APPELLATE TERM OF THE SUPREME COURT, FIRST DEPARTMENT


December 18, 2009

ALPHONSE HOTEL CORP., PETITIONER-LANDLORD-RESPONDENT,
v.
DESTINY ROSEBOOM, RESPONDENT-TENANT-APPELLANT.

Tenant appeals from an order of the Civil Court of the City of New York, New York County (Gerald Lebovits, J.), dated October 3, 2008, which granted landlord's motion for summary judgment in a holdover summary proceeding.

Per curiam.

Published by New York State Law Reporting Bureau pursuant to Judiciary Law § 431.

This opinion is uncorrected and subject to revision before publication in the printed Miscellaneous Reports.

PRESENT: McKeon, P.J., Schoenfeld, Heitler, JJ.

Order (Gerald Lebovits, J.), dated October 3, 2008, reversed, without costs, and landlord's motion for summary judgment is denied.
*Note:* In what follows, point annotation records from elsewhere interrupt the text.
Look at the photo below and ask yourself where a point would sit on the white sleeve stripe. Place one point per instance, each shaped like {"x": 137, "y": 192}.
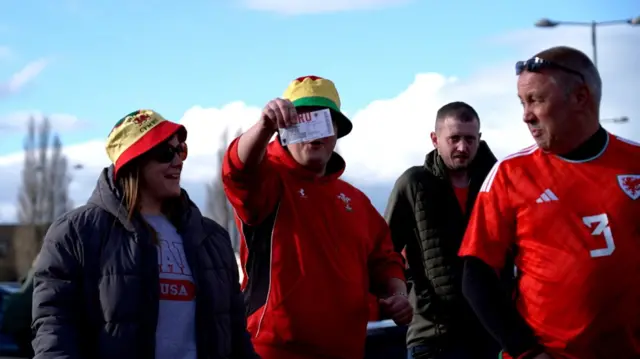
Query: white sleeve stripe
{"x": 488, "y": 182}
{"x": 627, "y": 141}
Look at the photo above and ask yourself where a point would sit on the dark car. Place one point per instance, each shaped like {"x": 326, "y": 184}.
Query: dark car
{"x": 8, "y": 346}
{"x": 386, "y": 340}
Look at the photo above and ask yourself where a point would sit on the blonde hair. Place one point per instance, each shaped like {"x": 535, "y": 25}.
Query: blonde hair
{"x": 129, "y": 181}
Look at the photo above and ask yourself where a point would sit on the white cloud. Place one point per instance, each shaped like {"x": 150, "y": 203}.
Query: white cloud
{"x": 298, "y": 7}
{"x": 392, "y": 134}
{"x": 21, "y": 78}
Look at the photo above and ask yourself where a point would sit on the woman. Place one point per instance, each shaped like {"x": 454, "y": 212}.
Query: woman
{"x": 138, "y": 272}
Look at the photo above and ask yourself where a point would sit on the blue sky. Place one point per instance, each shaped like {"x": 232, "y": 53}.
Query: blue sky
{"x": 108, "y": 58}
{"x": 100, "y": 60}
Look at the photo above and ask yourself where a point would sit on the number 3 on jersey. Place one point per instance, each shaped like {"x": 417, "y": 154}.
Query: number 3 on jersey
{"x": 600, "y": 225}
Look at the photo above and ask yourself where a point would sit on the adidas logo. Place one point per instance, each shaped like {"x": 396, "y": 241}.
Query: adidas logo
{"x": 547, "y": 196}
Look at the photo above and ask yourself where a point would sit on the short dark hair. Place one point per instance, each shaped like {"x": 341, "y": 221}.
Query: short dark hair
{"x": 578, "y": 61}
{"x": 459, "y": 110}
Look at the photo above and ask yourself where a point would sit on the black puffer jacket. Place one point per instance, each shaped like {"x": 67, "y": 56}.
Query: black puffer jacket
{"x": 425, "y": 217}
{"x": 97, "y": 284}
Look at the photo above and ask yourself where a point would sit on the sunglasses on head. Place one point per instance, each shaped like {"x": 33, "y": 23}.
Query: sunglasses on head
{"x": 537, "y": 64}
{"x": 165, "y": 153}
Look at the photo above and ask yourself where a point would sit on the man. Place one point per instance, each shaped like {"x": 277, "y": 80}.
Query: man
{"x": 312, "y": 243}
{"x": 569, "y": 207}
{"x": 427, "y": 213}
The proper resolution of this nonpayment summary proceeding, and tenant's rent overcharge counterclaim, rests upon whether the demised hotel unit is subject to rent stabilization coverage, a question which, in turn, hinges on whether the "rent charged" for the unit was less than $350 per month or $88 per week on May 31, 1968 (Rent Stabilization Law of 1969 [Administrative Code of City of NY] § 26-506[a]; see Towers Hotel Investors Corp. v Davis, 54 AD2d 730 [1976], affd 42 NY2d 923 [1977]). In moving for summary judgment, petitioner-landlord failed to submit evidence sufficient to establish as a matter of law the deregulated status of the hotel unit. The sparse documentation relied upon by landlord, including the 1968 edition of the national "Hotel & Motel Red Book" indicating that single-occupancy rates for any of the 700 units in the subject hotel premises ranged from between $11 to $14 per day at that time, fell short of meeting landlord's initial burden to establish prima facie that the rental value of tenant's unit exceeded the applicable monetary floor on the statutory base date. Significantly, the $11 minimum daily rate referenced in the 1968 red book, projected over a weekly or monthly rental, serves to undermine landlord's litigation position.

Nor should collateral estoppel effect be given to a jury finding of no stabilization coverage, made in connection with a prior eviction proceeding brought against another tenant of a different unit located on the same floor of the hotel premises. By virtue of her status as a nonparty in the earlier eviction proceeding, tenant was not afforded "a full and fair opportunity to contest the [determination] now said to be controlling" (Schwartz v Public Adm'r of County of Bronx, 24 NY2d 65, 71 [1969]; see Liss v Trans Auto Sys., 68 NY2d 15 [1986]).

We note that upon the trial of this matter the landlord, not tenant, will bear the evidentiary burden to establish the 1968 rental value of the hotel unit (see Alphonse Hotel Corp. v Fusco, 189 Misc 2d 219 [2001]).

THIS CONSTITUTES THE DECISION AND ORDER OF THE COURT.